If you plan on using this method, I highly suggest a smaller practice run first. If something bombs here, Mongo might simply wipe all of your data files which will have the effect of taking more stuff down.
If you get a good version of this please post the commands, I'd like to see it in action.
Doesn't the E in EBS stand for elastic meaning something like resizing on the fly?
Currently the MongoDB team is working on finishining sharding which will allow you horizontal scaling by partitioning data separately on different servers. Give it a month or two and it will work fine. The developers are quite good at keeping their promises.
http://api.mongodb.org/wiki/current/Sharding%20Introduction.html
http://api.mongodb.org/wiki/current/Sharding%20Limits.html
You could slave the bigger disk off the smaller until it's caught up
or
fsync+lock and take a file system snapshot and copy it onto the bigger disk.

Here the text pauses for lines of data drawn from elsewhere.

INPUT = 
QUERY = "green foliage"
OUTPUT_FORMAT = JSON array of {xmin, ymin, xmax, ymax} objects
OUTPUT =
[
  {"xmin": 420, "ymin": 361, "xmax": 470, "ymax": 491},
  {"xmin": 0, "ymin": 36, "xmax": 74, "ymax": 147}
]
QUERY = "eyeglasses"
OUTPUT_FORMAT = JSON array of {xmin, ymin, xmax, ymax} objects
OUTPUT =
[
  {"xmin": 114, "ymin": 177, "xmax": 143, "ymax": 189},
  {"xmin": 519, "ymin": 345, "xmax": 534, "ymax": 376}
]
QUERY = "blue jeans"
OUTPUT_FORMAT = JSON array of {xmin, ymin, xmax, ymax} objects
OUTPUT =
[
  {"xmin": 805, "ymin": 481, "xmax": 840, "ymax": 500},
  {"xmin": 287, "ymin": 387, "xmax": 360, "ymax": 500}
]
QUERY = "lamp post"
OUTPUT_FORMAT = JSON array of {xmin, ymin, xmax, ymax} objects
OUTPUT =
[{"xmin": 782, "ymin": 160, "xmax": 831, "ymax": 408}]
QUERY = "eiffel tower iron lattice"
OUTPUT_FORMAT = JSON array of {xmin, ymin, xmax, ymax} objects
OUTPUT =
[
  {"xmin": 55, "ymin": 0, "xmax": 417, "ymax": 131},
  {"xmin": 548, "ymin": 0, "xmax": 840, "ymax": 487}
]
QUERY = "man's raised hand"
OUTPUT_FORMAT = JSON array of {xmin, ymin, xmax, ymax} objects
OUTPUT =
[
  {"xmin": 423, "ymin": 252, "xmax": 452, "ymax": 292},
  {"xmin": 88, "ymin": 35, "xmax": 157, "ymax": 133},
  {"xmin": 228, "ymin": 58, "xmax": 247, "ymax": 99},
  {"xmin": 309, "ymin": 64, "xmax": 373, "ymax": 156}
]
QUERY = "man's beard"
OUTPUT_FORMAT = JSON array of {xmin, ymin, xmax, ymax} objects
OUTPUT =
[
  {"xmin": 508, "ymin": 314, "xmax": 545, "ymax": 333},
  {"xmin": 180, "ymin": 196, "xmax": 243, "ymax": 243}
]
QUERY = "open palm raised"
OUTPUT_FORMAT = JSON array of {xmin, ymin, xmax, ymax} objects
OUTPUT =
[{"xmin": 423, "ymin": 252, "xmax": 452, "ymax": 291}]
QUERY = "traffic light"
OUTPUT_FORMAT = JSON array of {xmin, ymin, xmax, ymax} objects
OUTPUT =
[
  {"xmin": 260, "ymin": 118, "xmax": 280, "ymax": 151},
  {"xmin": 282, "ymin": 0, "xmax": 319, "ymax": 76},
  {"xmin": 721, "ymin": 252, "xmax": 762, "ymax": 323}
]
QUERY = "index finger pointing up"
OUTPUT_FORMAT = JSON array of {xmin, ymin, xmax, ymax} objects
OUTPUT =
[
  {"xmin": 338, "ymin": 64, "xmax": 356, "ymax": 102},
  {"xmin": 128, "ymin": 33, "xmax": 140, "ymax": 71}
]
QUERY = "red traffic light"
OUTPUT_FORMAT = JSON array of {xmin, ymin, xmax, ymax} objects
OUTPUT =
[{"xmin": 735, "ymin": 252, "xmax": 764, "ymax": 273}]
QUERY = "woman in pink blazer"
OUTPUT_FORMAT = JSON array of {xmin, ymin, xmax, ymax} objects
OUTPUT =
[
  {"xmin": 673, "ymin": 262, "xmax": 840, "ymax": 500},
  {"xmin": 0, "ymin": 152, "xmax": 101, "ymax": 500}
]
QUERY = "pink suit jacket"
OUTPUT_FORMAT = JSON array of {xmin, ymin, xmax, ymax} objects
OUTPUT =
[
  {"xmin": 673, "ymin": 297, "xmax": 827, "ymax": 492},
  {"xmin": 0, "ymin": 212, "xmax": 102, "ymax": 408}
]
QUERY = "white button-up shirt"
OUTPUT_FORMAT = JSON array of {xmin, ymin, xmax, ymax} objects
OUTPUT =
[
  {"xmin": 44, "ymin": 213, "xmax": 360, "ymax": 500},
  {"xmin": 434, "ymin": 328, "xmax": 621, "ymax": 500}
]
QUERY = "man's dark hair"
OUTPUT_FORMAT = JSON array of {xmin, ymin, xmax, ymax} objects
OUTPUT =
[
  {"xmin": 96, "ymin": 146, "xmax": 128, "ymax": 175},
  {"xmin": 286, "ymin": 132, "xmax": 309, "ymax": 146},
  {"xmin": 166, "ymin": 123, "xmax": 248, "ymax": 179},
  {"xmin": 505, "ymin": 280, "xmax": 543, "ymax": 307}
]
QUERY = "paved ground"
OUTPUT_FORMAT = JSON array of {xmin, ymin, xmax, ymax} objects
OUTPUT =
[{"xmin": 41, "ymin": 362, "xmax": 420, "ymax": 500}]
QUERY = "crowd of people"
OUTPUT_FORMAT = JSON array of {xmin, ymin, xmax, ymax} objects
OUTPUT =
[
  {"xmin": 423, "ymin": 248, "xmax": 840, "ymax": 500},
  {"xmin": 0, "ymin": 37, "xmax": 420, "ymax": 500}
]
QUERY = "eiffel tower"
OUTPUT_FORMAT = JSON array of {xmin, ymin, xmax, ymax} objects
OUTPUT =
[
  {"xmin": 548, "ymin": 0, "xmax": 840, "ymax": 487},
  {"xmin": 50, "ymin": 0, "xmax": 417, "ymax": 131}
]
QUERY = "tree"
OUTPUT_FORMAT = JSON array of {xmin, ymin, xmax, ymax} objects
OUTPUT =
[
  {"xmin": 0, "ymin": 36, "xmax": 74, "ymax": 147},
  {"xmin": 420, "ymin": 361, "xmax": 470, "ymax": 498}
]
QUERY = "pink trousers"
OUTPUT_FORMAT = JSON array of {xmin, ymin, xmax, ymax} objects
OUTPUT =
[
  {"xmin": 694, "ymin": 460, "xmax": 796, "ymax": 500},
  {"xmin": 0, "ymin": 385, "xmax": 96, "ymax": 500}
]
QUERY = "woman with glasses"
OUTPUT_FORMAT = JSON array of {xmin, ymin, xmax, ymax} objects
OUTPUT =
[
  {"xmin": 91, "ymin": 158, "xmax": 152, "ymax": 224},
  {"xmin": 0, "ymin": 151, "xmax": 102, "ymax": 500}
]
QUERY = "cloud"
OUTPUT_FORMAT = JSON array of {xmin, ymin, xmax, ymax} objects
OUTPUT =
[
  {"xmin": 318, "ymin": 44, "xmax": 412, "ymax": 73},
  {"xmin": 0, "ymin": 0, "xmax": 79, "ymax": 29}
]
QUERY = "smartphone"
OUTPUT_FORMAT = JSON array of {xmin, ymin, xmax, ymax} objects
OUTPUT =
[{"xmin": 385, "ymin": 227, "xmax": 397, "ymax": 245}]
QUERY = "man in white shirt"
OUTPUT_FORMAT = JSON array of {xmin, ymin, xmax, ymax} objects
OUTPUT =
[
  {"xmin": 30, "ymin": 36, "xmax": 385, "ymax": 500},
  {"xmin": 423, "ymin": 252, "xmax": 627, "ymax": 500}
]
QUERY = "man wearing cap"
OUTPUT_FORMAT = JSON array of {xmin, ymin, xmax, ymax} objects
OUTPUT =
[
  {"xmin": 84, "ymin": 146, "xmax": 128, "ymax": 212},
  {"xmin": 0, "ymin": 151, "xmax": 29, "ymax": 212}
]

well, I am using Mongo DB now. I am pretty amazed the performance it generated, especially on some simple sorting.
I believe it's a good tool for simple web application logic. The remaining concern for is how to scale and backup. I will continue to explore.
The only disadvantage I have is that I didn't have any good tools to reveal the data stored inside. For example, I want to put my logging from MYSQL into Mongo as well. However, it's pretty difficult for me to view the log. Previously, i can use MYSQL query to fetch what I want easily.
Anyway, it's a good tool and I will continue to use it.